DFB-Skandal Staatsanwaltschaft Frankfurt prüft Ermittlungen

Exklusiv

In der Affäre um mögliche Korruption bei der Vergabe der Fußball-WM 2006 prüft die Staatsanwaltschaft Frankfurt nach Informationen der WirtschaftsWoche die Einleitung von Ermittlungen.

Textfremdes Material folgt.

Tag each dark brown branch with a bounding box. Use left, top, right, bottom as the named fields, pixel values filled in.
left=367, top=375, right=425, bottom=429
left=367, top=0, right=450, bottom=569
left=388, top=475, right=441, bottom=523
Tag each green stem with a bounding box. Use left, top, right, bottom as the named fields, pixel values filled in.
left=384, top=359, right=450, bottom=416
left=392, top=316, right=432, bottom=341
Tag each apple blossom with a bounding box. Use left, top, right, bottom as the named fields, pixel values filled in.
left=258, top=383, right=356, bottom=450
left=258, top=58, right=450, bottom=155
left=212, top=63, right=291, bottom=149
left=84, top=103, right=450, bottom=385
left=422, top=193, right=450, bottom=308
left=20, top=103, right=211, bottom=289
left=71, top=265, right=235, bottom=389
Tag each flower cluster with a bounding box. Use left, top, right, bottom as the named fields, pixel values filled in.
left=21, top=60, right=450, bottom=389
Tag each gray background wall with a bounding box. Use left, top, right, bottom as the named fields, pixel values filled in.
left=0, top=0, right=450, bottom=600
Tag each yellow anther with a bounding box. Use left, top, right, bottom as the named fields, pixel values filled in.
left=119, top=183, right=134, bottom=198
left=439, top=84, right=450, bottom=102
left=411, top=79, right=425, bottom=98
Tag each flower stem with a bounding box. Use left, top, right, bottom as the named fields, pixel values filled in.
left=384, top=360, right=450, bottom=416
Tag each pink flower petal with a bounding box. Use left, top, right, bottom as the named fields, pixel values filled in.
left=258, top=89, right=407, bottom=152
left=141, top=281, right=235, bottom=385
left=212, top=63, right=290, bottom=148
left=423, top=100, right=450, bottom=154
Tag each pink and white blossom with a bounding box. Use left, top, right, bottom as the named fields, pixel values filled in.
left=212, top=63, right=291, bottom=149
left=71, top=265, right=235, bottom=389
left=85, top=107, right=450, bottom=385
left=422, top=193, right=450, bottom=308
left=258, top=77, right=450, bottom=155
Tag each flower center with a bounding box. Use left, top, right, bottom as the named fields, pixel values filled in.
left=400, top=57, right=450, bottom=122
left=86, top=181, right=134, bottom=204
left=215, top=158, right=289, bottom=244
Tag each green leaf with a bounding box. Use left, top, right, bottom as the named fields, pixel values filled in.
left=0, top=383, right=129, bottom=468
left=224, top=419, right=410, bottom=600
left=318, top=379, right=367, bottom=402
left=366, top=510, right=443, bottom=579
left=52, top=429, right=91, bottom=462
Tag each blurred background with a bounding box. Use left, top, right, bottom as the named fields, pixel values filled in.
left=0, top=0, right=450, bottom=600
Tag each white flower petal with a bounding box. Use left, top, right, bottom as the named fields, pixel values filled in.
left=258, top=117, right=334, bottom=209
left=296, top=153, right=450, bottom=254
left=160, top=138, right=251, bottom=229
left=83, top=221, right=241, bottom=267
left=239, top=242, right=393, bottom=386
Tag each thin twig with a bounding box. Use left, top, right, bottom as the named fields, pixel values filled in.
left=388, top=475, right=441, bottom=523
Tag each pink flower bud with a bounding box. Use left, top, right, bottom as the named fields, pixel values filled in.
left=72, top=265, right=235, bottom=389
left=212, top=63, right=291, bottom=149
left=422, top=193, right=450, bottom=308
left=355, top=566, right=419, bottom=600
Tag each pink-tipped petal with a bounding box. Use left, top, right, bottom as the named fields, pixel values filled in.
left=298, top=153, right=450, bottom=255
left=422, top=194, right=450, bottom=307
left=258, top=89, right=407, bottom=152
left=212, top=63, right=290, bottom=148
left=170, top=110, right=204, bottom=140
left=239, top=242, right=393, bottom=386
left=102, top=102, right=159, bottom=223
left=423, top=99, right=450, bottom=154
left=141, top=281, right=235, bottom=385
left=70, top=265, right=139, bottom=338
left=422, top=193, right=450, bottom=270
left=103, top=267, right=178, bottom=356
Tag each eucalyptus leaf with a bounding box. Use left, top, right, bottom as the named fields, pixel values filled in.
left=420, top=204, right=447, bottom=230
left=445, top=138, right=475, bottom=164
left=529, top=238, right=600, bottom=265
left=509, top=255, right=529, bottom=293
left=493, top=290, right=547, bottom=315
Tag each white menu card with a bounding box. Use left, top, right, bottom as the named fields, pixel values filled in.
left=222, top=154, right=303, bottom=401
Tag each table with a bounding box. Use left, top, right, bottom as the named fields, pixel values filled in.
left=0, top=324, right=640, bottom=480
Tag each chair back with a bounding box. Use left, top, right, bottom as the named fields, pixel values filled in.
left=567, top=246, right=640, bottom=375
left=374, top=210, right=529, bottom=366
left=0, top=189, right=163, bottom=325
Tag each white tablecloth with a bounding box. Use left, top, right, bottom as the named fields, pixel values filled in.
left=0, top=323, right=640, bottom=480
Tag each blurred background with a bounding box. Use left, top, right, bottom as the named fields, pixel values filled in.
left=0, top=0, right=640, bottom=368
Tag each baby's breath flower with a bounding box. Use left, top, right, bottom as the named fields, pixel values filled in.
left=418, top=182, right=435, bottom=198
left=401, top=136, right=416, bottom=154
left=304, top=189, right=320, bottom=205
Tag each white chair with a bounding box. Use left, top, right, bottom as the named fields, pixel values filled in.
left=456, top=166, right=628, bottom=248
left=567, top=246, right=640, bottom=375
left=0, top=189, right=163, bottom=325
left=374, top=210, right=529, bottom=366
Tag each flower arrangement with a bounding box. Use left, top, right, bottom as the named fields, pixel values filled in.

Die zentralen Figuren des WM-Sommers 2006
Die hochbrisanten Vorwürfe zu einem angeblichen Kauf von Stimmen bei der Vergabe der WM 2006 beschäftigen den Deutschen Fußball-Bund. Der Verband weist die vom „Spiegel“ erhobenen Anschuldigungen mit Macht zurück und droht mit juristischen Gegenmaßnahmen. Sowohl beim DFB als auch bei der FIFA werden sich dennoch interne Ermittler der Aufklärung der Sache annehmen. Im Fokus dürften dabei auch die Macher des Sommermärchens stehen - und ein ehemaliger Adidas-Chef. Quelle: AP
Der Präsident des Organisationskomitees der Fußball-Weltmeisterschaft 2006, Franz Beckenbauer Quelle: dpa
Wolfgang Niersbach Quelle: AP
Fedor Radmann mit Blatter und Beckenbauer Quelle: dpa
Theo Zwanziger Quelle: dpa
Horst R. Schmidt Quelle: dpa
Robert Louis-Dreyfus Quelle: dpa

Die Staatsanwaltschaft Frankfurt prüft die Einleitung von Ermittlungen in der Affäre um mögliche Korruption bei der Vergabe der Fußball-WM 2006 nach Deutschland. "Wir haben einen Beobachtungsvorgang angelegt", sagte eine Sprecherin am Montagmorgen der WirtschaftsWoche. Um welche Straftatbestände es dabei geht und wer die Beschuldigten sein könnten, wollte sie nicht sagen. Man prüfe die Vorgänge "in alle Richtungen".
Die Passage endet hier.